Bursaspor'uz biz ya!

Bu ne aciz bir haldir ki ilk yarı hapsedildik kendi kalemize. Fatih Hoca ısrarla devam etti, etmelerini istedi. İnşallah kısa zamanda muvaffak oluruz.

Kişisel anlamda oyuncu değerlendirmesi yapmadığımı okuyucularım bilirler. İsim yazmama gerek yok zaten ama sahadaki bazı oyuncularımızın kendi kapasiteleri altında kalmalarına çok üzüldüm, maç sırasında da sinirlendim.

Şu konuya da açıkça fikir belirtmek isterim; kendi stadımızda, kendi evlatlarımızı maç sırasında yuhalamanın hiç bir anlamı yok. O küfürlerin, o hakaretlerin ne yeri ne zamanıdır. Corona zamanı seyircili olsak nasıl olur diye düşünüyorduk ya cevabını dün akşam almış olduk. Daha 3. maçta kendi takımımızı böyle destekleyeceksek vay halimize.

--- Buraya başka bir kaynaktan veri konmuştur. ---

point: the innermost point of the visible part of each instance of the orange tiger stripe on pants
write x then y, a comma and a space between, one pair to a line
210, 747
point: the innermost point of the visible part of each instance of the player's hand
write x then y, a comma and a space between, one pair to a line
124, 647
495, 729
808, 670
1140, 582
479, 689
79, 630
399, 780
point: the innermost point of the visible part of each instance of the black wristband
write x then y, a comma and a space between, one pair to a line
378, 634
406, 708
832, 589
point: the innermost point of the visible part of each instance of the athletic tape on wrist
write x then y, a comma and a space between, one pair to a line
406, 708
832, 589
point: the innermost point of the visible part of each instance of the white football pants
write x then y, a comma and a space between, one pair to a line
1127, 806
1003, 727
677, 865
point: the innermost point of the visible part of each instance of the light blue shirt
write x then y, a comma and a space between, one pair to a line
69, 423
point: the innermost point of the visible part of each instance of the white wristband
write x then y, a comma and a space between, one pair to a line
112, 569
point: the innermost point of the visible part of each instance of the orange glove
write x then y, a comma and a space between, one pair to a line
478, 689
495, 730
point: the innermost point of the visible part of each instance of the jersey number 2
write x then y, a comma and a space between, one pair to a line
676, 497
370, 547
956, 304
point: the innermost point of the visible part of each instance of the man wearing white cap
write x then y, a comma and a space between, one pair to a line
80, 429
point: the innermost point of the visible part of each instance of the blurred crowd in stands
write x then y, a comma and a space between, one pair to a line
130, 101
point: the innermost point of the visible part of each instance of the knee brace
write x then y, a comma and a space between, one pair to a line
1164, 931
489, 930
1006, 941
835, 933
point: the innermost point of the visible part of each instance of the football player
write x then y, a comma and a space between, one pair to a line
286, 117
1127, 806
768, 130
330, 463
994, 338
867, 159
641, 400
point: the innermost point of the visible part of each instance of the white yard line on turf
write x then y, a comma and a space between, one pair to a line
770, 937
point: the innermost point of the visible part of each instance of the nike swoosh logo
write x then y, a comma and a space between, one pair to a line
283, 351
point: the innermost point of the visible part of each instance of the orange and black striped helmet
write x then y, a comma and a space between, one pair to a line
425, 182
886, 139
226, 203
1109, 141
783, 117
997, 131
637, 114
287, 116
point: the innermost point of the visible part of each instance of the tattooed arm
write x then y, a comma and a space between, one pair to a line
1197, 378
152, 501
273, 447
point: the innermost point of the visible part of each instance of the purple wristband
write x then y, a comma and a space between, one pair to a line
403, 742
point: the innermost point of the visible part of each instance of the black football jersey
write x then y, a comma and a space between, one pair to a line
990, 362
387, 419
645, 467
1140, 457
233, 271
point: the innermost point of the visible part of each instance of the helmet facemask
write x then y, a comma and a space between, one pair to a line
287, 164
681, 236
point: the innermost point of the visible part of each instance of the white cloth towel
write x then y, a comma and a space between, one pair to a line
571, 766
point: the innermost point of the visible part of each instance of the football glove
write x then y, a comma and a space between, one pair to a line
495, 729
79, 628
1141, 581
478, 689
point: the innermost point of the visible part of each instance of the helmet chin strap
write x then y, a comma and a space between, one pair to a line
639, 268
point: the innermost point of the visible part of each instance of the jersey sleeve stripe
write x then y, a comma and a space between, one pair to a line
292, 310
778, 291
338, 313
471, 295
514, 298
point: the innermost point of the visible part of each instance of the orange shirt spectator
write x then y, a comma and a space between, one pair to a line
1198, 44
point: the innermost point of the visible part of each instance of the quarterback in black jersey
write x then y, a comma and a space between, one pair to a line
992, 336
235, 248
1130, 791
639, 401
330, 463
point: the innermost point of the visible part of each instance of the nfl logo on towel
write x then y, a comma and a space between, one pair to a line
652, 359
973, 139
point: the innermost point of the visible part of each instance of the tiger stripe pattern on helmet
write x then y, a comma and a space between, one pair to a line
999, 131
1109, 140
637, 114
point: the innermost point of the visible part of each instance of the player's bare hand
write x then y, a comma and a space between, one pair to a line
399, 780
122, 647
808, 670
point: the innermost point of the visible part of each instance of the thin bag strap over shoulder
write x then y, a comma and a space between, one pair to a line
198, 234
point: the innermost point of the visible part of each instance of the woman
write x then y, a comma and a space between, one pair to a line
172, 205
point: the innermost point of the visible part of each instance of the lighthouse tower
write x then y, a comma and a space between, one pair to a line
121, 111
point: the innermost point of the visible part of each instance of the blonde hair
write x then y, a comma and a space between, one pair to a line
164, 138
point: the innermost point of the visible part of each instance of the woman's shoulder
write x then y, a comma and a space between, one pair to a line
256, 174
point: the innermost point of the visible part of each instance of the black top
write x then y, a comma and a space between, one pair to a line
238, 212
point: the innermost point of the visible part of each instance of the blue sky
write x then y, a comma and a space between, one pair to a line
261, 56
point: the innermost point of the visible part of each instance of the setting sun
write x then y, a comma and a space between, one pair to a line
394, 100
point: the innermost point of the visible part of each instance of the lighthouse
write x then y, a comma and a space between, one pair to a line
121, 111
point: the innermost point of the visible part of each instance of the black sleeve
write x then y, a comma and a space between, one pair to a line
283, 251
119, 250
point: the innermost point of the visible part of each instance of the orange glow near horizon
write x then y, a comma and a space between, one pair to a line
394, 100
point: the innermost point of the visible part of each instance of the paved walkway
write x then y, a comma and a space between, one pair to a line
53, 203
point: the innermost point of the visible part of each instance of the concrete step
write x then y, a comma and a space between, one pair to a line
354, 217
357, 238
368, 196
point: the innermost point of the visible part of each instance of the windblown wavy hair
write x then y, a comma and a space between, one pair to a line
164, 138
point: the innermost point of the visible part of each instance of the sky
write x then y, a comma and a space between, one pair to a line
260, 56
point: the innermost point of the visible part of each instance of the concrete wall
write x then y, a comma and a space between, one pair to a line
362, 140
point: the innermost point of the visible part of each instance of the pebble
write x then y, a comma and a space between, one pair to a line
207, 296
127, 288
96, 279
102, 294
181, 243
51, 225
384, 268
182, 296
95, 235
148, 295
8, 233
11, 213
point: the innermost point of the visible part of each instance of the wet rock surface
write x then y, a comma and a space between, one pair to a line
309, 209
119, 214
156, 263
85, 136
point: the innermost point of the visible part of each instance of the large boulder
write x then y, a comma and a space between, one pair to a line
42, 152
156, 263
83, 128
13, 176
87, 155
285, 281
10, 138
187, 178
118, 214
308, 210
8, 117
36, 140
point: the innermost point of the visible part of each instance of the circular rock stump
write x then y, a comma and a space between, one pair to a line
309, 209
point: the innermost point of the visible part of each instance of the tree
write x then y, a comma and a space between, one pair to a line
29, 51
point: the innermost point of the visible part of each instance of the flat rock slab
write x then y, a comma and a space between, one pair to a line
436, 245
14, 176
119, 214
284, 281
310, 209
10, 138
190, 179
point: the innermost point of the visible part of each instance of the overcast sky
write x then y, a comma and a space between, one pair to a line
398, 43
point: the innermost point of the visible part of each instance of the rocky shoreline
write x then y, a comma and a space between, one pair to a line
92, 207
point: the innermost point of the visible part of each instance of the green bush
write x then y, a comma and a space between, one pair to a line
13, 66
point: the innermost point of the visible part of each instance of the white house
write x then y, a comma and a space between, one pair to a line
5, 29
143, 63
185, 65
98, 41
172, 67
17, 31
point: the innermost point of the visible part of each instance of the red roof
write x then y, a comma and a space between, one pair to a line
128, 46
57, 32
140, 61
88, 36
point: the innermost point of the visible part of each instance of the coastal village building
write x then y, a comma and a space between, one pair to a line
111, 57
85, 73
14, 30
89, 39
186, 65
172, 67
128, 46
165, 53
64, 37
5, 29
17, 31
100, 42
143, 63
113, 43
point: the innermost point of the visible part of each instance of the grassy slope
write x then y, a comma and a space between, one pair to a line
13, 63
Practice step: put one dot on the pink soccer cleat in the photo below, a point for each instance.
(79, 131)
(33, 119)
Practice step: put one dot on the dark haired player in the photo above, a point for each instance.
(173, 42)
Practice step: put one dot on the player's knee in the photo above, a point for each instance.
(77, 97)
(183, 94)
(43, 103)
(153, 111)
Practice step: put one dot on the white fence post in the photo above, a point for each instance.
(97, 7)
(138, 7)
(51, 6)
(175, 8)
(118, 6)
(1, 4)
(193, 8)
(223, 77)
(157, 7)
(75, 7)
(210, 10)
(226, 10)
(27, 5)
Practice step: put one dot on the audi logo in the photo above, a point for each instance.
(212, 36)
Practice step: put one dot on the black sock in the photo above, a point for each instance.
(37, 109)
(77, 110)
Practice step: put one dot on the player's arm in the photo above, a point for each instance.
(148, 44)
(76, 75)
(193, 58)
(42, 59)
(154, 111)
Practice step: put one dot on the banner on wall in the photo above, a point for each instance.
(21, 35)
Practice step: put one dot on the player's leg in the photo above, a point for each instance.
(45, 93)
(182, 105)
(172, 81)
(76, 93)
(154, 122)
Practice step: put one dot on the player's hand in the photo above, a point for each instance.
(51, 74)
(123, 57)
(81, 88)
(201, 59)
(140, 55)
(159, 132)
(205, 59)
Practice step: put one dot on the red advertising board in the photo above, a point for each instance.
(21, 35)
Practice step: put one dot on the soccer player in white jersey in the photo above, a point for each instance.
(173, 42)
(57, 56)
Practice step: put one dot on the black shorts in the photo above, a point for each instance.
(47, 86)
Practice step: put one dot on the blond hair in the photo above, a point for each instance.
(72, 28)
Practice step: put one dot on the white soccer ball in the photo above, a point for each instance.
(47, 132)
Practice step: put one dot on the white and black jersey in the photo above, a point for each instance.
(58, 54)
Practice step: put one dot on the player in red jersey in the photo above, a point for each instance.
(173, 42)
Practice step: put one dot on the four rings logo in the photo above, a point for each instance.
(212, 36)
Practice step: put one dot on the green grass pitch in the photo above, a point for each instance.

Elbette tepki koyulacak, elbette protesto edilecek eğer ki hakikatli bir mücadele yoksa. Ama yöntem bu mudur, bence değildir.

Sosyal medyada da aynı durum var. Birbirimize girmeye, hakaretler yazmaya bayılıyoruz, troller de sağolsun istedikleri yerden ateşi körüklüyor.

Ben, yerli yabancı, genç tecrübeli tüm oyuncularımızın arkasındayım. Zaman zaman mağlubiyetlere sebep verecek hatalar yapsalar da kalplerine ve karakterlerine güveniyorum. Bizi Süper Lig'e taşıyacak bu ekibin arkasındayım.

Üzülmeye üzüleceğim, kızmaya kızacağım ama en nihayetinde bu takımın yolculuğunda onlara manevi desteği tribünden sağlamaya devam edeceğim.

Halâ kızgın mıyım, evet.

Skor neyse de oynadığımız/oynayamadığımız oyuna kızgınım. Armanın, sahadaki bu temsiliyetine kızgınım.

Ama geride kaldı hepsi. Umutlarımı yarınlara taşıyacak kadar sevdam var çok şükür.

Yönetimin de teknik ekibin de oyuncuların da daha dikkatli hareket edeceklerine inanıyorum.

Yoksa burası Bursaspor, kimsenin mazeretleri, başarısızlık için geçerli sayılmaz. Başarılı olmak zorundasınız.

Taraftarlarımızdan da ricam, itidalli davranmalarıdır.

Saygılarımla...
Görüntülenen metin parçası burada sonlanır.